TJ, CNJ e Governo criam Escritório Social para reinserir presos à sociedade
Equipamento atenderá todos os presos a partir do momento em que estejam a seis meses de sair do regime fechado
O Tribunal de Justiça de Alagoas (TJAL), o Conselho Nacional de Justiça (CNJ) e o Governo de Alagoas assinaram termo de cooperação técnica para a implantação do Escritório Social no estado, nesta terça-feira (26). O equipamento encaminhará presos recém-saídos do sistema para capacitação profissional e empregos.
Alagoas é o terceiro estado brasileiro a implementar o Escritório, que é uma iniciativa do CNJ. O equipamento estará em operação em cerca de 30 dias. Assinaram o documento o presidente em exercício do TJAL, Sebastião Costa Filho; o presidente do CNJ, ministro Dias Toffoli; e o governador Renan Filho.
O Tribunal de Justiça de Alagoas trabalhou para a implantação do Escritório e vai colaborar com computadores, móveis, servidores e recursos. “O entendimento maior do nosso Poder é dar condições para que os presos tenham uma vida mais digna. Está provado que o homem quando é bem tratado, a tendência é voltar para a sociedade com dignidade”, afirmou Sebastião Costa.

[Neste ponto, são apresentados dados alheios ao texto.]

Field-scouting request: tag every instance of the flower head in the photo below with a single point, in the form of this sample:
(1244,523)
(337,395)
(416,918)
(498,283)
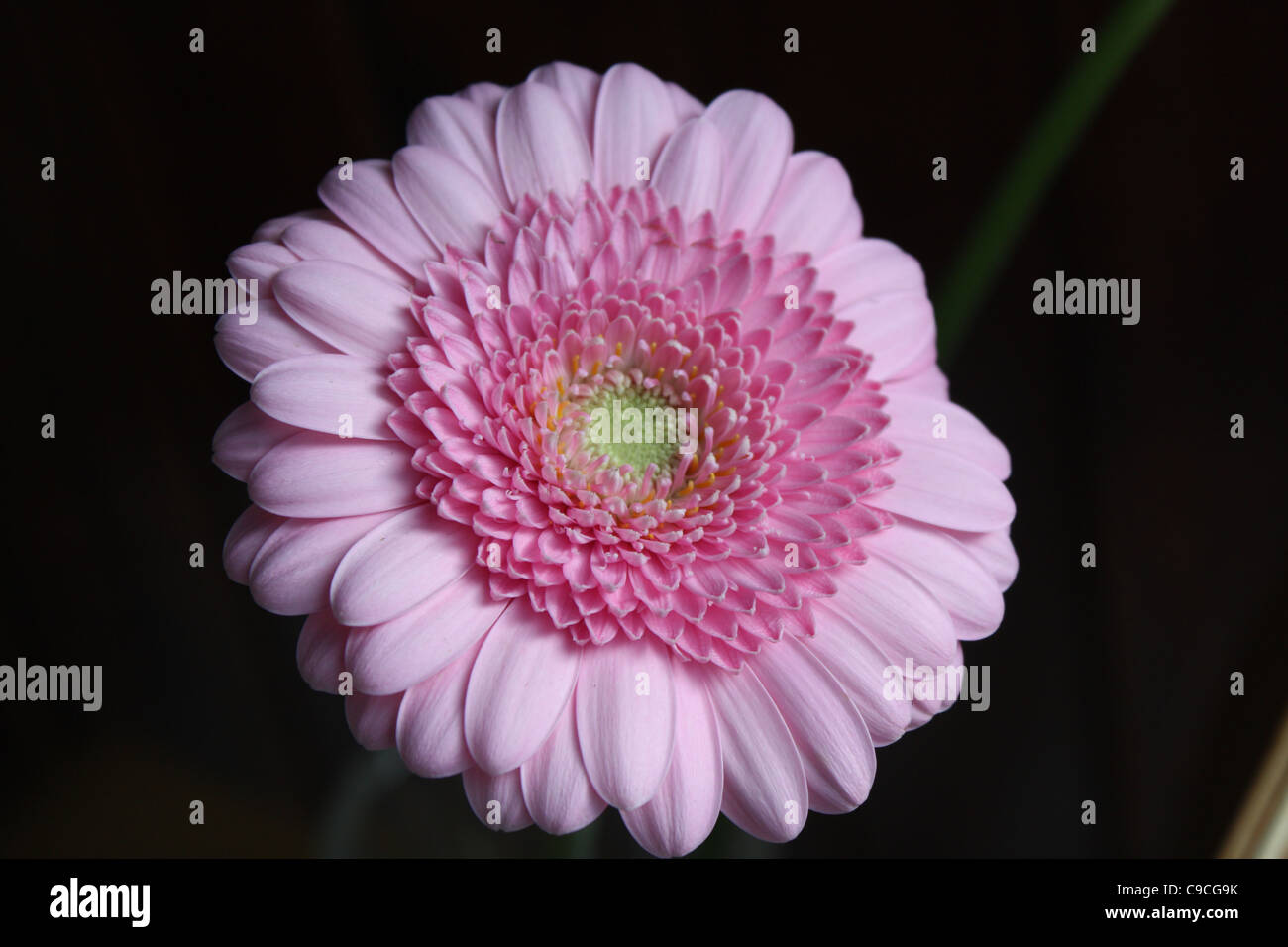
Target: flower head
(610,460)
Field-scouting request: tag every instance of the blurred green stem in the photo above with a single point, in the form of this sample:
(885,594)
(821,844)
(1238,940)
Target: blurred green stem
(1034,166)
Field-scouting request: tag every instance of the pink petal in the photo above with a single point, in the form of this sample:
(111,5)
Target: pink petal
(320,652)
(858,665)
(347,307)
(465,132)
(313,474)
(939,487)
(690,169)
(948,571)
(814,209)
(992,551)
(632,120)
(248,350)
(246,436)
(446,197)
(399,564)
(914,418)
(245,539)
(829,735)
(897,612)
(322,392)
(291,574)
(497,800)
(758,138)
(541,145)
(372,206)
(395,655)
(765,789)
(626,719)
(523,678)
(373,719)
(555,787)
(430,728)
(684,810)
(579,89)
(322,240)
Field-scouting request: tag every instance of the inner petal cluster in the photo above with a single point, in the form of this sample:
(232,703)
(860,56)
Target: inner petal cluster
(713,539)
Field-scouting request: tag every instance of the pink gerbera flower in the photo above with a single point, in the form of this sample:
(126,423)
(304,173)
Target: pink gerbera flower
(575,621)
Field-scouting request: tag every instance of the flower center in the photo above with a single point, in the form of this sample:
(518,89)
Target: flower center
(636,427)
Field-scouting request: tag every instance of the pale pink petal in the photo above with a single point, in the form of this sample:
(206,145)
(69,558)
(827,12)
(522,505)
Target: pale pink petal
(579,89)
(939,487)
(399,564)
(320,652)
(632,119)
(948,427)
(323,240)
(248,348)
(992,551)
(246,436)
(430,729)
(555,787)
(347,307)
(246,538)
(372,206)
(690,169)
(395,655)
(450,201)
(329,393)
(858,665)
(520,682)
(497,800)
(373,719)
(312,474)
(626,719)
(758,138)
(897,612)
(829,735)
(948,571)
(465,132)
(684,810)
(291,574)
(765,791)
(541,145)
(814,209)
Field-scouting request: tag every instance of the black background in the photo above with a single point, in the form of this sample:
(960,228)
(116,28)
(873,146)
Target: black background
(1109,684)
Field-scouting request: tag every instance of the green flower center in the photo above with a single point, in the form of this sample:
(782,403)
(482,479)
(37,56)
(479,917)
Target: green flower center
(636,427)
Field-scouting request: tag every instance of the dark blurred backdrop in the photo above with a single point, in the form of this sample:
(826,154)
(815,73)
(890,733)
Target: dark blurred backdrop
(1109,684)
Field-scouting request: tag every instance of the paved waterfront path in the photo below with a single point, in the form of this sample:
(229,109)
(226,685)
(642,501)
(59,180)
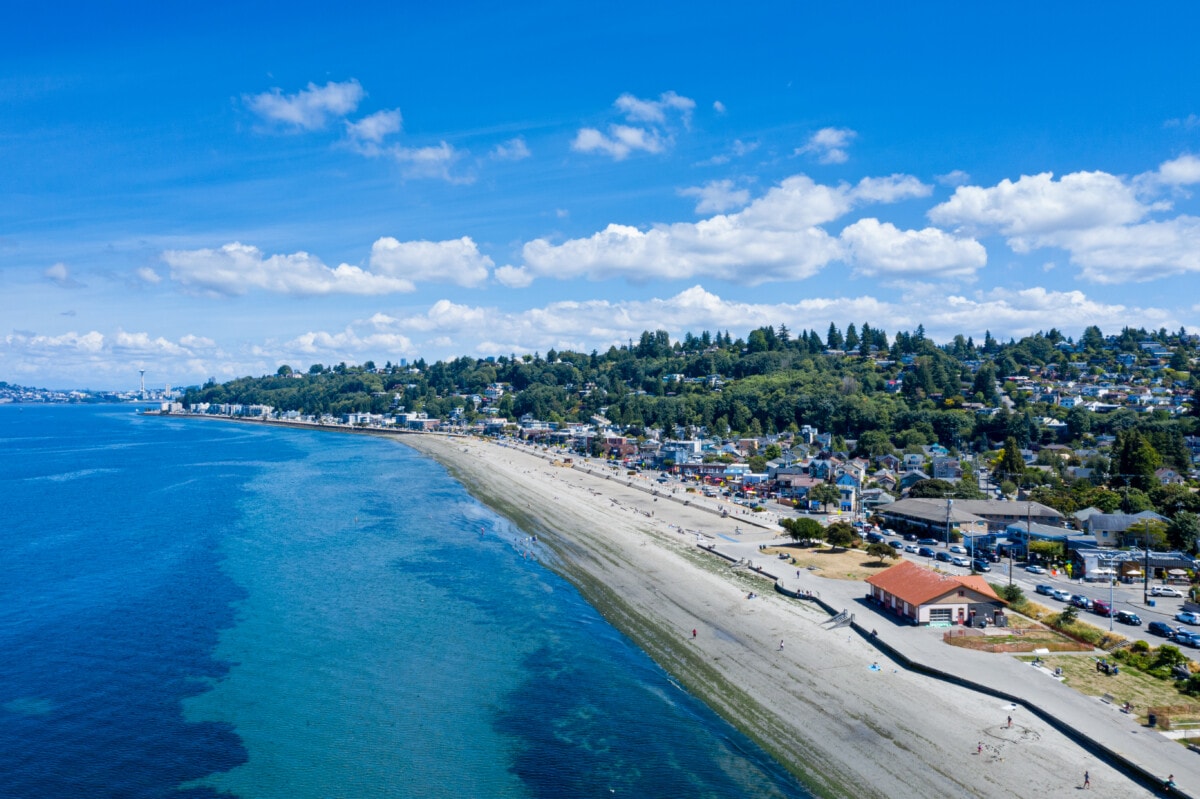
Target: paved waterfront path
(1105,726)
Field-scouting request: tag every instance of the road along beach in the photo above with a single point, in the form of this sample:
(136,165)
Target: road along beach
(827,704)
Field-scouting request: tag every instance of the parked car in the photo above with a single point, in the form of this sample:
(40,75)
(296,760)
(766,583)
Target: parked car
(1187,638)
(1126,617)
(1161,629)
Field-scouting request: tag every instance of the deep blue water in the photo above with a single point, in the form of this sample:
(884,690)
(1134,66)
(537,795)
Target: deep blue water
(198,608)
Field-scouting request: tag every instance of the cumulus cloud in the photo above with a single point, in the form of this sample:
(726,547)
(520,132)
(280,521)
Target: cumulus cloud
(717,196)
(376,127)
(307,109)
(513,150)
(774,238)
(649,130)
(953,178)
(148,275)
(1183,170)
(456,260)
(235,269)
(514,276)
(1103,221)
(597,324)
(60,275)
(828,145)
(1038,205)
(877,247)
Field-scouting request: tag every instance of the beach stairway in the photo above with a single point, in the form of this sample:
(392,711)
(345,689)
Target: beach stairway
(840,620)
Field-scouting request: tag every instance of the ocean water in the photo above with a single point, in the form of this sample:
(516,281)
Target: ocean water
(198,608)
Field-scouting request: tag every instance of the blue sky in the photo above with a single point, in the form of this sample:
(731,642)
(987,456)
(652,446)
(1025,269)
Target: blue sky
(213,191)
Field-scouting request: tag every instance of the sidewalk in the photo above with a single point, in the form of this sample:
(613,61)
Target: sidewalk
(1102,728)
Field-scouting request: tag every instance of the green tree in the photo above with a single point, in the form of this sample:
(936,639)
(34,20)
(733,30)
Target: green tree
(1012,464)
(1183,532)
(825,493)
(803,529)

De acordo com a Secretaria de Estado de Ressocialização (Seris), o escritório atenderá todos os presos a partir do momento em que estejam a seis meses de sair do regime fechado. Eles receberão assistência psicossocial e serão encaminhados para serviços públicos de educação e saúde.
Para o ministro Dias Toffoli, a medida beneficia não apenas os apenados, mas toda a sociedade, porque reduz a violência. “Inaugurar um equipamento comprometido com o enfrentamento da exclusão social é algo de extrema relevância e deve ser celebrado. O processo de privação de direitos marca fortemente a vida das pessoas que passaram pelo sistema prisional e isso não pode ser ignorado”.
Atualmente, mais de mil presos já trabalham em Alagoas. O governador Renan Filho ressaltou que o índice de reincidência entre esses reeducandos, ao saírem da prisão, é de apenas 2%. “O sistema prisional existe não para encarcerar pessoas, seres humanos. Existe para recuperá-los e reinseri-los no mercado de trabalho. Durante muito tempo no Brasil deixou de fazer isso, fez mal, piorou quem lá entrava”, disse Renan.
Estiveram presentes da solenidade os desembargadores do TJAL Washington Luiz e Celyrio Adamastor, o corregedor nacional de Justiça, Humberto Martins, entre outros magistrados do Superior Tribunal de Justiça e conselheiros do CNJ.